As you presumably know, according to data on the Junior Ganymede blog and elsewhere - the CJCLDS seems to have slipped into significant subfertility (except among recent immigrants) unless active Mormon is defined very narrowly to make a small minority grouping. I think this probably reflects the high degree of socio-economic integration of Mormons with the mainstream as "the world" has becomes more leftist and materialist - because this integration inevitably carries tremendous ideological pressure nowadays. Only groups highly isolated from the economy etc have high chosen fertility in developed nations nowadays.

But there also seems to be a very weak desire to have children, compared with earlier generations - which may be biological. I think it may be related to cumulative genetic damage, generation on generation - but there are so many possible causes, the truth is anybody's guess. These causes may lead to widespread consequences that may Not be wholly reversible.

Lucinda said...

As a woman, it is easy to understand why sub-fertility abounds. Because women are wired to be a restraint on fertility. And as women gain power and influence, their perspective prevails.

I have never spoken to a woman who was worried. at. all. about the sub-fertility of the world. Despite myself loving being a mother, I don't really feel bad about the collapse in fertility either, aside from feeling isolated, which I think is a different thing. (Mormons all come from big families in the recent past, so the isolation is not as bad as it would be outside Mormon-dom)

Women are not co-creators, though they will often demand to be seen as creative as a litmus test of a man's acceptability. The drive to procreate is man's.

Modern women do want to be mothers at some point, but believe it should be postponed until after they "understand themselves". But a woman can't understand herself without being a mother.

This is the crux of why this world is necessary to the agency of mankind. And why Jesus is necessary. We cannot understand the importance of a decision until after making a decision. But once we make a decision and act on it, it is irreversible.

Bruce Charlton said...

@Lucinda - These are strong arguments. But so incoherent is current ideology, I just known know what is (or are) the most important aspect/s. I find many ordinary everyday interactions - which are, of course, highly dominated by the mass media agenda - to be literally insane in terms of their incapacity at consecutive thinking, their indifference to joining the dots. Each idea is considered at face value and as if isolated.

Women are certainly more peer group orientated with respect to motivations; and it seems that when the perceived peer group of women was/is in favour of childbearing, then "having many children" was experienced as a very powerful imperative.

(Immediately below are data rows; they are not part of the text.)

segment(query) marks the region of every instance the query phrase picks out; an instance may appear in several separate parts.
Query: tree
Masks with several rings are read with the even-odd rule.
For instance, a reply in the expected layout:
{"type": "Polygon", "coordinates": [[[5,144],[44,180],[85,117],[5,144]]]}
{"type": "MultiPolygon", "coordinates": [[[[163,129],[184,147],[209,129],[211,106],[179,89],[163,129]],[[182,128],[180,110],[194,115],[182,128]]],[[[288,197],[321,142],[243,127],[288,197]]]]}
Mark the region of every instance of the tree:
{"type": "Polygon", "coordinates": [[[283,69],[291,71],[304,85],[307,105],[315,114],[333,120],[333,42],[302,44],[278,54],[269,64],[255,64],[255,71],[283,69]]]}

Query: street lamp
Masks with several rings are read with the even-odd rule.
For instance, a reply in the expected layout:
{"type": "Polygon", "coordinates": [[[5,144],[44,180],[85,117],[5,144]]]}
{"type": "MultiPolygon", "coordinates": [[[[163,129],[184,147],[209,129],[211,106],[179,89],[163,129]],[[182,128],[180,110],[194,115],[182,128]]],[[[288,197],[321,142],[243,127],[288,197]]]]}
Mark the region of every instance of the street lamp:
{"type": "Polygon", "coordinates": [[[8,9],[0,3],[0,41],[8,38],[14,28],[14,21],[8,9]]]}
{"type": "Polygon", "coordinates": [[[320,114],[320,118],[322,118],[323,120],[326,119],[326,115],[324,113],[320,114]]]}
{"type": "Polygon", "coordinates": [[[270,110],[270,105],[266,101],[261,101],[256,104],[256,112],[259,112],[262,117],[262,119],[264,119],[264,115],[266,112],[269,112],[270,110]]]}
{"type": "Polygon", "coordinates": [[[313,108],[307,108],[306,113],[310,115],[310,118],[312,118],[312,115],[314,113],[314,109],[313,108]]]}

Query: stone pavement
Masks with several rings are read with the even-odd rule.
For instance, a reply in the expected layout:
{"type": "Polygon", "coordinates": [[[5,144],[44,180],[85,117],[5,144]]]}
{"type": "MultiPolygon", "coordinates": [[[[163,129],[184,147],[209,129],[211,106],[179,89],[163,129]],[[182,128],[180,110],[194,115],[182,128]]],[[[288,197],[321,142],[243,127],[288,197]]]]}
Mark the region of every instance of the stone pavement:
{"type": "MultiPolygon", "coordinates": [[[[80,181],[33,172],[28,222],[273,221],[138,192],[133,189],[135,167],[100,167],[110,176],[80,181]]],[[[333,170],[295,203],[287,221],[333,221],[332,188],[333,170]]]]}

"I have never spoken to a woman who was worried. at. all. about the sub-fertility of the world. " - Indeed. Perhaps this is an indifference to strategizing, the long-term and large scale. Women are very seldom strategic in their thinking; whereas this is sometimes so dominant in men that they callously ignore the here-and-now and actual relationships.

Lucinda said...

I suspect "having a lot of children" doesn't exist as an imperitive for women, but "caring for a lot of children" (or "even caring for the children of the whole world") does. I myself do not strongly experience this imperitive, which ironically is part of why I have had a lot of my own. (It was relatively easier for me to exit parenting cooperatives in favor of focusing on my own affairs, compared to other mothers who render maximum energy into cooperatives, at the expense of their own fertility.)

The prolonged adolescence of modern life, characterized by children regarding themselves as grown while parents regard them as needy and unproductive, means that women see having more children as consumer activity rather than contributor activity.

This is part of what you are taking about, I think. The psycho analysis aimed at 'understanding' individuals is consumptive. We are drawn in by a promise of wisdom, but end up drained of the mysteries of self that were the fuel of our striving. The mysteries are accounted for and exposed, without producing anything of value.